EU’s defence commissioner, Andrius Kubilius, also emphasised the need for a “drone wall” along its shared borders. “Once again Russia tests frontier states, EU & NATO,” Kubilius wrote in a post on X. “We shall work together with member states, frontier countries and Ukraine. Russia will be stopped.”
How has Ukraine responded?
Ukraine’s president, Volodymyr Zelenskyy, warned that Moscow was continuing to “push the boundaries of what is possible” by aiming drones at Poland.
“If [Russia] does not encounter a strong reaction, it remains at the new level of escalation,” Zelenskyy said, adding that 15 regions of Ukraine had been targeted overnight in a “massive” attack by 415 drones of various types and more than 40 cruise and ballistic missiles.
“The Russians must feel the consequences. Russia must feel that the war cannot be expanded and will have to be ended,” said the Ukrainian president.
What else is Russia doing right now?
The violation of Polish airspace by the Russian drones comes as Moscow ramps up its attacks on Kyiv, stalls ceasefire talks and plans military exercises in neighbouring Belarus.
Poland said it would close its border with Belarus on Thursday, at midnight (22:00 GMT), in advance of an upcoming military drill.
Russia and Belarus’s large-scale military exercises, called the “Zapad” drills – meaning “west” in Russian – typically involve thousands of troops, tanks, aircraft and live-fire operations across western regions. The drill is a particular security concern for neighbouring NATO member states Poland, Lithuania and Latvia.
“On Friday, Russian-Belarusian manoeuvres, very aggressive from a military doctrine perspective, begin in Belarus, very close to the Polish border,” Tusk told a government meeting in Poland.
Belarus’s defence minister said this year’s Zapad would include drills for the possible use of nuclear weapons and the Russian-made, intermediate-range hypersonic Oreshnik missile.

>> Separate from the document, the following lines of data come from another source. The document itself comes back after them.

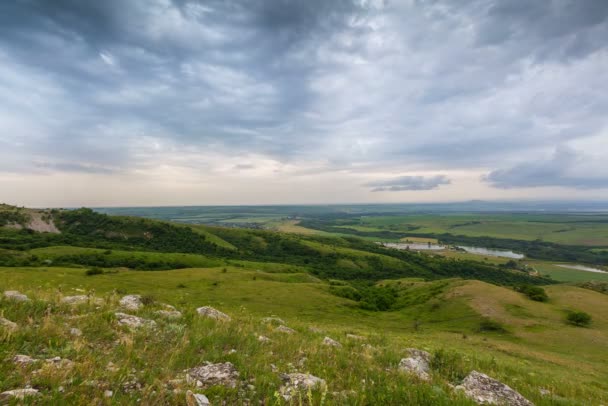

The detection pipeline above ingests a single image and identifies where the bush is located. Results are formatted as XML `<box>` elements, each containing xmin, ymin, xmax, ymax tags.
<box><xmin>566</xmin><ymin>311</ymin><xmax>591</xmax><ymax>327</ymax></box>
<box><xmin>515</xmin><ymin>285</ymin><xmax>549</xmax><ymax>302</ymax></box>
<box><xmin>84</xmin><ymin>267</ymin><xmax>103</xmax><ymax>276</ymax></box>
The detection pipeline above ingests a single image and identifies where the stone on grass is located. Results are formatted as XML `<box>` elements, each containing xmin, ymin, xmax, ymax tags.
<box><xmin>399</xmin><ymin>348</ymin><xmax>431</xmax><ymax>381</ymax></box>
<box><xmin>186</xmin><ymin>362</ymin><xmax>239</xmax><ymax>388</ymax></box>
<box><xmin>0</xmin><ymin>317</ymin><xmax>18</xmax><ymax>331</ymax></box>
<box><xmin>196</xmin><ymin>306</ymin><xmax>231</xmax><ymax>321</ymax></box>
<box><xmin>155</xmin><ymin>310</ymin><xmax>182</xmax><ymax>320</ymax></box>
<box><xmin>274</xmin><ymin>326</ymin><xmax>296</xmax><ymax>334</ymax></box>
<box><xmin>0</xmin><ymin>388</ymin><xmax>39</xmax><ymax>402</ymax></box>
<box><xmin>186</xmin><ymin>390</ymin><xmax>211</xmax><ymax>406</ymax></box>
<box><xmin>279</xmin><ymin>372</ymin><xmax>326</xmax><ymax>402</ymax></box>
<box><xmin>120</xmin><ymin>295</ymin><xmax>144</xmax><ymax>311</ymax></box>
<box><xmin>323</xmin><ymin>337</ymin><xmax>342</xmax><ymax>348</ymax></box>
<box><xmin>462</xmin><ymin>371</ymin><xmax>533</xmax><ymax>406</ymax></box>
<box><xmin>262</xmin><ymin>316</ymin><xmax>285</xmax><ymax>325</ymax></box>
<box><xmin>4</xmin><ymin>290</ymin><xmax>30</xmax><ymax>302</ymax></box>
<box><xmin>114</xmin><ymin>312</ymin><xmax>156</xmax><ymax>328</ymax></box>
<box><xmin>13</xmin><ymin>354</ymin><xmax>38</xmax><ymax>366</ymax></box>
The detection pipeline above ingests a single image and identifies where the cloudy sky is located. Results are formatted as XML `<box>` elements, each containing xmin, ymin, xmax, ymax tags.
<box><xmin>0</xmin><ymin>0</ymin><xmax>608</xmax><ymax>206</ymax></box>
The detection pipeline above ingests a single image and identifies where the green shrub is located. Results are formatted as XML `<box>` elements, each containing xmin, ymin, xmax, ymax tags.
<box><xmin>566</xmin><ymin>311</ymin><xmax>591</xmax><ymax>327</ymax></box>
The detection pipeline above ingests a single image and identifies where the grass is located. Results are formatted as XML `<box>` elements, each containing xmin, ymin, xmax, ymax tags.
<box><xmin>0</xmin><ymin>266</ymin><xmax>608</xmax><ymax>405</ymax></box>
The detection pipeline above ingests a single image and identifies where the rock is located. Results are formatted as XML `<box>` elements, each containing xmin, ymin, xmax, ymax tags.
<box><xmin>262</xmin><ymin>316</ymin><xmax>285</xmax><ymax>325</ymax></box>
<box><xmin>186</xmin><ymin>390</ymin><xmax>211</xmax><ymax>406</ymax></box>
<box><xmin>274</xmin><ymin>326</ymin><xmax>296</xmax><ymax>334</ymax></box>
<box><xmin>462</xmin><ymin>371</ymin><xmax>533</xmax><ymax>406</ymax></box>
<box><xmin>279</xmin><ymin>372</ymin><xmax>326</xmax><ymax>402</ymax></box>
<box><xmin>0</xmin><ymin>317</ymin><xmax>18</xmax><ymax>331</ymax></box>
<box><xmin>120</xmin><ymin>295</ymin><xmax>144</xmax><ymax>311</ymax></box>
<box><xmin>196</xmin><ymin>306</ymin><xmax>232</xmax><ymax>321</ymax></box>
<box><xmin>0</xmin><ymin>388</ymin><xmax>39</xmax><ymax>401</ymax></box>
<box><xmin>114</xmin><ymin>312</ymin><xmax>156</xmax><ymax>328</ymax></box>
<box><xmin>154</xmin><ymin>310</ymin><xmax>182</xmax><ymax>320</ymax></box>
<box><xmin>61</xmin><ymin>295</ymin><xmax>89</xmax><ymax>305</ymax></box>
<box><xmin>323</xmin><ymin>337</ymin><xmax>342</xmax><ymax>348</ymax></box>
<box><xmin>13</xmin><ymin>354</ymin><xmax>38</xmax><ymax>366</ymax></box>
<box><xmin>186</xmin><ymin>362</ymin><xmax>239</xmax><ymax>388</ymax></box>
<box><xmin>399</xmin><ymin>348</ymin><xmax>431</xmax><ymax>381</ymax></box>
<box><xmin>4</xmin><ymin>290</ymin><xmax>30</xmax><ymax>302</ymax></box>
<box><xmin>70</xmin><ymin>327</ymin><xmax>82</xmax><ymax>337</ymax></box>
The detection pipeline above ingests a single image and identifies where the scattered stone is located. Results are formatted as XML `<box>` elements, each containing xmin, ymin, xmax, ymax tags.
<box><xmin>186</xmin><ymin>362</ymin><xmax>239</xmax><ymax>388</ymax></box>
<box><xmin>186</xmin><ymin>390</ymin><xmax>211</xmax><ymax>406</ymax></box>
<box><xmin>262</xmin><ymin>316</ymin><xmax>285</xmax><ymax>325</ymax></box>
<box><xmin>70</xmin><ymin>327</ymin><xmax>82</xmax><ymax>337</ymax></box>
<box><xmin>114</xmin><ymin>312</ymin><xmax>156</xmax><ymax>328</ymax></box>
<box><xmin>462</xmin><ymin>371</ymin><xmax>533</xmax><ymax>406</ymax></box>
<box><xmin>274</xmin><ymin>326</ymin><xmax>296</xmax><ymax>334</ymax></box>
<box><xmin>13</xmin><ymin>354</ymin><xmax>38</xmax><ymax>366</ymax></box>
<box><xmin>0</xmin><ymin>317</ymin><xmax>18</xmax><ymax>331</ymax></box>
<box><xmin>279</xmin><ymin>372</ymin><xmax>327</xmax><ymax>402</ymax></box>
<box><xmin>155</xmin><ymin>310</ymin><xmax>182</xmax><ymax>320</ymax></box>
<box><xmin>399</xmin><ymin>348</ymin><xmax>431</xmax><ymax>381</ymax></box>
<box><xmin>4</xmin><ymin>290</ymin><xmax>30</xmax><ymax>302</ymax></box>
<box><xmin>196</xmin><ymin>306</ymin><xmax>232</xmax><ymax>321</ymax></box>
<box><xmin>323</xmin><ymin>337</ymin><xmax>342</xmax><ymax>348</ymax></box>
<box><xmin>120</xmin><ymin>295</ymin><xmax>144</xmax><ymax>311</ymax></box>
<box><xmin>0</xmin><ymin>388</ymin><xmax>39</xmax><ymax>401</ymax></box>
<box><xmin>61</xmin><ymin>295</ymin><xmax>89</xmax><ymax>305</ymax></box>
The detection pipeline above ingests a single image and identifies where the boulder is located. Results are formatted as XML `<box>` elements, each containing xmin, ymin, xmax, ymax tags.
<box><xmin>399</xmin><ymin>348</ymin><xmax>431</xmax><ymax>381</ymax></box>
<box><xmin>114</xmin><ymin>312</ymin><xmax>156</xmax><ymax>328</ymax></box>
<box><xmin>196</xmin><ymin>306</ymin><xmax>232</xmax><ymax>321</ymax></box>
<box><xmin>154</xmin><ymin>310</ymin><xmax>182</xmax><ymax>320</ymax></box>
<box><xmin>462</xmin><ymin>371</ymin><xmax>533</xmax><ymax>406</ymax></box>
<box><xmin>323</xmin><ymin>337</ymin><xmax>342</xmax><ymax>348</ymax></box>
<box><xmin>274</xmin><ymin>326</ymin><xmax>296</xmax><ymax>334</ymax></box>
<box><xmin>186</xmin><ymin>390</ymin><xmax>211</xmax><ymax>406</ymax></box>
<box><xmin>186</xmin><ymin>362</ymin><xmax>239</xmax><ymax>388</ymax></box>
<box><xmin>279</xmin><ymin>372</ymin><xmax>327</xmax><ymax>402</ymax></box>
<box><xmin>0</xmin><ymin>388</ymin><xmax>39</xmax><ymax>402</ymax></box>
<box><xmin>0</xmin><ymin>317</ymin><xmax>18</xmax><ymax>331</ymax></box>
<box><xmin>4</xmin><ymin>290</ymin><xmax>30</xmax><ymax>302</ymax></box>
<box><xmin>120</xmin><ymin>295</ymin><xmax>144</xmax><ymax>311</ymax></box>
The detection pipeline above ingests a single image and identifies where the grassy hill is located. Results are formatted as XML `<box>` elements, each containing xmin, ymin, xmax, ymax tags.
<box><xmin>0</xmin><ymin>207</ymin><xmax>608</xmax><ymax>405</ymax></box>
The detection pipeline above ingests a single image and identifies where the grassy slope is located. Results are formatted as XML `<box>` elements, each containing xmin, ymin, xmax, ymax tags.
<box><xmin>0</xmin><ymin>267</ymin><xmax>608</xmax><ymax>405</ymax></box>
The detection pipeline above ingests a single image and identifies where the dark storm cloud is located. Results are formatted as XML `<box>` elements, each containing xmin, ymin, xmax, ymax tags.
<box><xmin>365</xmin><ymin>175</ymin><xmax>451</xmax><ymax>192</ymax></box>
<box><xmin>0</xmin><ymin>0</ymin><xmax>608</xmax><ymax>195</ymax></box>
<box><xmin>484</xmin><ymin>148</ymin><xmax>608</xmax><ymax>189</ymax></box>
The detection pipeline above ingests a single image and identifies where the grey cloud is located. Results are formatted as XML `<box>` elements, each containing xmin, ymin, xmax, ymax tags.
<box><xmin>365</xmin><ymin>175</ymin><xmax>451</xmax><ymax>192</ymax></box>
<box><xmin>483</xmin><ymin>147</ymin><xmax>608</xmax><ymax>189</ymax></box>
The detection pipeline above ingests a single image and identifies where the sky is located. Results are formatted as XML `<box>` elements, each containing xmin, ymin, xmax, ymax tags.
<box><xmin>0</xmin><ymin>0</ymin><xmax>608</xmax><ymax>207</ymax></box>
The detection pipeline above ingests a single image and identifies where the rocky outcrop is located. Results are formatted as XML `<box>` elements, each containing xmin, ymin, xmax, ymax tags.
<box><xmin>119</xmin><ymin>295</ymin><xmax>144</xmax><ymax>311</ymax></box>
<box><xmin>186</xmin><ymin>362</ymin><xmax>239</xmax><ymax>388</ymax></box>
<box><xmin>279</xmin><ymin>372</ymin><xmax>327</xmax><ymax>402</ymax></box>
<box><xmin>196</xmin><ymin>306</ymin><xmax>232</xmax><ymax>321</ymax></box>
<box><xmin>186</xmin><ymin>390</ymin><xmax>211</xmax><ymax>406</ymax></box>
<box><xmin>399</xmin><ymin>348</ymin><xmax>431</xmax><ymax>381</ymax></box>
<box><xmin>4</xmin><ymin>290</ymin><xmax>30</xmax><ymax>302</ymax></box>
<box><xmin>0</xmin><ymin>388</ymin><xmax>40</xmax><ymax>402</ymax></box>
<box><xmin>114</xmin><ymin>312</ymin><xmax>156</xmax><ymax>328</ymax></box>
<box><xmin>274</xmin><ymin>326</ymin><xmax>296</xmax><ymax>334</ymax></box>
<box><xmin>323</xmin><ymin>337</ymin><xmax>342</xmax><ymax>348</ymax></box>
<box><xmin>0</xmin><ymin>317</ymin><xmax>18</xmax><ymax>331</ymax></box>
<box><xmin>456</xmin><ymin>371</ymin><xmax>533</xmax><ymax>406</ymax></box>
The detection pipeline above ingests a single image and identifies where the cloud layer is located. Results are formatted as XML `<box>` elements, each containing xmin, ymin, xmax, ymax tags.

Past Zapad drills have prompted concerns in the West, most notably in 2021, when Russian troops deployed in Belarus for exercises stayed for longer than expected and then spearheaded one part of the 2022 invasion of Ukraine.
India, which has been hit by United States President Donald Trump with additional trade tariffs for buying Russian oil, is also expected to join the seven-day military drill. Trump is now also pushing the EU to levy a 100 percent trade tariff on India – and has reportedly offered to match this if it agrees.
Despite sustained diplomatic engagement for months as well as pressure from the US, the gap between Moscow and Kyiv shows little sign of narrowing, particularly on issues such as territorial concessions and post-war security arrangements.